Installing and loading quanteda library

1 Install quanteda package if you have not installed it.
2. Load the quanteda package.
3. Read train data and set string as factors to false. By default, read.csv set strings as factors.
4. Read the test data and set strings as factors to false.

install.packages("quanteda")   #(1)
library(quanteda)   #(2)
train <- read.csv(train, stringsAsFactors = FALSE)  #(3)
test <- read.csv(test, stringsAsFactors = FALSE)   #(4)

Combining train and test data for cleaning

5.First store the Survived column data in survived variable.
6.Combine the test and train data for cleaning data after excluding survived column in train data.

survived <- train$Survived    #(5)
data.combined <- rbind(train[, -2], test)   #(6)

Transforming some variables to factors

7.Convert Pclass variable into factor.
8. Convert Sex variable into factor.

data.combined$Pclass <- as.factor(data.combined$Pclass)  #(7)
data.combined$Sex <- as.factor(data.combined$Sex)   #(8)

Using the quanteda package

9.Use the quanteda package to create n-grams from the characters of passenge Tickets.

 ticket.ngrams <- dfm(data.combined$Ticket, what = "character", 
                         remove_numbers = FALSE, remove_punct = TRUE,
                        remove_symbols = TRUE, remove_hyphens = TRUE,
                         ngrams = 1:3)   #(9)

Using TF-IDF to enhance n-gram features

10.We are going to use TF-IDF to enhance the n-gram features.

ticket.tfidf <- tfidf(ticket.ngrams)  #(10)

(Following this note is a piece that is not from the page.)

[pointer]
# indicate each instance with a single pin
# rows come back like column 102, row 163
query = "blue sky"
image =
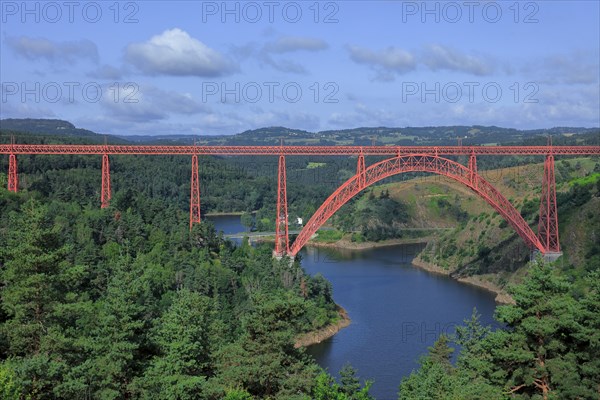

Using the cosine similarity between tickets

11.We are going to use cosine.sum to calculate the cosine similarity between all Tickets
12. Use View function to view consine.sum.

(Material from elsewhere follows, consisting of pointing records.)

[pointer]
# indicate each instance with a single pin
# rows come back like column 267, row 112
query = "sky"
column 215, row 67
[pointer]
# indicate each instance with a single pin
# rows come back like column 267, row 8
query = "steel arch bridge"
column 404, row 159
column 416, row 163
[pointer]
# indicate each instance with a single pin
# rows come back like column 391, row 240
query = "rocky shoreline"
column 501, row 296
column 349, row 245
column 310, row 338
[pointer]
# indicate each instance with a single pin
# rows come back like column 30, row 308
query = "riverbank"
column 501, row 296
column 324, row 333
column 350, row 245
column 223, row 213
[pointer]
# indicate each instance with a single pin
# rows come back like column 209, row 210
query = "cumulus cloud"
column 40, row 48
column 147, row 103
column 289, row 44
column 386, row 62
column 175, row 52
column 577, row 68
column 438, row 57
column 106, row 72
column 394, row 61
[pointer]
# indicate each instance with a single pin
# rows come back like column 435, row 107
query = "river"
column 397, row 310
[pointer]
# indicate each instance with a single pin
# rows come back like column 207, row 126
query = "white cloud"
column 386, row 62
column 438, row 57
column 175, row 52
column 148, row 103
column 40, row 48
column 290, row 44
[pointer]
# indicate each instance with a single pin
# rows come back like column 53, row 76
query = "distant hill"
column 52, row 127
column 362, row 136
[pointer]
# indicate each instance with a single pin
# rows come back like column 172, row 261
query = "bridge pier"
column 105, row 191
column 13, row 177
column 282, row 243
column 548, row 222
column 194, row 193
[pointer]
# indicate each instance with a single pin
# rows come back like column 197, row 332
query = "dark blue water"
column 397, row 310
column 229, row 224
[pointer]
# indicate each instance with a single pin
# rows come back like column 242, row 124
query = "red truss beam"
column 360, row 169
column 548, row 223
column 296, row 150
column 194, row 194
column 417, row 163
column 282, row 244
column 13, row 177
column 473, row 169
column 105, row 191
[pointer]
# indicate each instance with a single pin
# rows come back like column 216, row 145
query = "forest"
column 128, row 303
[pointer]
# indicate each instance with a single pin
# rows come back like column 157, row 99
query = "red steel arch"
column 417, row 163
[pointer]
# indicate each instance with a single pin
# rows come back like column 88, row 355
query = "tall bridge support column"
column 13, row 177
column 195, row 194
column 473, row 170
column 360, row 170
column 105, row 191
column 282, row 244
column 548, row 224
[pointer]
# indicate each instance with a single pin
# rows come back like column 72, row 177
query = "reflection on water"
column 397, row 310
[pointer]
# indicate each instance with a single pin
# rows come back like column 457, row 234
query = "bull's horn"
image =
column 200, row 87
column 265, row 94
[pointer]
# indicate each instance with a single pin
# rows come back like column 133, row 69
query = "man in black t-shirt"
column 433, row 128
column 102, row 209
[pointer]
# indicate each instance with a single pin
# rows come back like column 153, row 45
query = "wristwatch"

cosine.sim <- as.matrix(textstat_simil(ticket.tfidf, 
                                           me  thod = "cosine", 
                                           margin = "documents"))   #(11)
 View(cosine.sim)  #(12)

Converting tf-df values into dataframe

13.To use tf-idf values, we will need to convert to a dataframe. Then we can use the cbind() function.
14. You can also check the dimension of new dataframe.

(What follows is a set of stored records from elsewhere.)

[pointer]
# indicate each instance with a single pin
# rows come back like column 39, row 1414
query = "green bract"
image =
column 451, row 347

ticket.tfidf.df <- as.data.frame(ticket.tfidf)  #(13)
dim(ticket.tfidf.df)  #(14)

Fixing the column format

14.However, the column names are not in a good format,
15.Fix up the column names on the data frame.
16. Now you can see the column names are in good format.

names(ticket.tfidf.df)[1:10]    #(14)
names(ticket.tfidf.df) <- paste("Ticket_",
                                    names(ticket.tfidf.df),
                                    sep = "")     #(15)
names(ticket.tfidf.df)[1:10]     #(16)

Combining the columns

17.Combine the columns of two dataframes.
18. Check the dimension of data.combined…
19.Get the names of data.combined. .

data.combined <- cbind(data.combined, ticket.tfidf.df)     #(17)
dim(data.combined)   #(18)
names(data.combined)[1:20]      #(19)

Transform some variables to factors

20.Convert Pclass in data.combined into factor.
21. Convert Sex variable in data.combined into factor.

data.combined$Pclass <- as.factor(data.combined$Pclass)  # (20)
data.combined$Sex <- as.factor(data.combined$Sex)      # (21)

Splitting data back out

Select the first 891 rows of data.combined and store them in train variable.
Creating the Survived and assing the survived value.
Select remaining rows from data.combined and store them in test variable.

train <- data.combined[1:891,]    #(22)
train$Survived <- as.factor(survived)   #(23)
test <- data.combined[892:1309,]  #(24)